Q. What’s your favorite story of parking or driving in New York?

A. That’s a tough one.  There are a lot of funny experiences when you look like me.  One memorable one was when my mom and I were waiting for street cleaning to finish across from the [New York] Historical Society.  She had just put on a whole row of new [fake] bullet holes. An off-duty Ambulance was stopped at a traffic light [on Central Park West], and one of the guys got on the loud speaker and announced, “Miss, your car is covered in bullet holes.  Have a nice day.”

Q. What is one of the worst stories of parking or driving in New York?

A. For me, it would be the cop stops.  I am a very kind and quiet car, despite my appearance.  Remember, I was born in Maine. This whole world was thrown at me at 1 year old.  Anyway, it’s no secret that I have illegally black windows, chrome everywhere, and that I evidently look like I am about to take part in a major crime.  As a result, unfortunately, we have been pulled over numerous times for no reason other than my appearance. I do not like dealing with the police; it scares me.  I am an under-the-radar kind of car. For me, the worst of the worst was hands down the night I got towed.  My mom left me safely parked across the street from where we live, and she checked on me several times in the days before.  Out of the blue and for no reason, a police officer stopped by me one night, wrote a ticket for me, and had me TOWED to a scary place they call the pound. My mom did rush down the next day when she saw that I was gone, but it was the worst experience of my life to date.

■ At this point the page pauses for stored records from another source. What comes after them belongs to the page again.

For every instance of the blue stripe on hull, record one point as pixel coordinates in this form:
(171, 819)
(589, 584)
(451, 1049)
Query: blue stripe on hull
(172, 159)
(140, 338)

Q. What advice would you give to other cars coming to live in New York?

A. Be patient.  Develop a tough skin.  Do not think that just because we live in Manhattan we have a dream life.  A lot of cars I meet are not treated well by their parents. They are left for days or even longer without being checked on.  With a few rare exceptions, my mom always comes to check on me – frankly, more than I need or want, because it gets embarrassing.  You have to learn to be very independent very early.

Q. What are your hopes for the future?

A. I know it sounds clichéd, but to move out to New Jersey.  I have been extensively to both Long Island and New Jersey because my mom rides [horses] on weekends, and I love the State of New Jersey.  I am very comfortable and happy there. And it is a wonderful place to live, I hear. I am looking forward to the day my mom moves out there with me.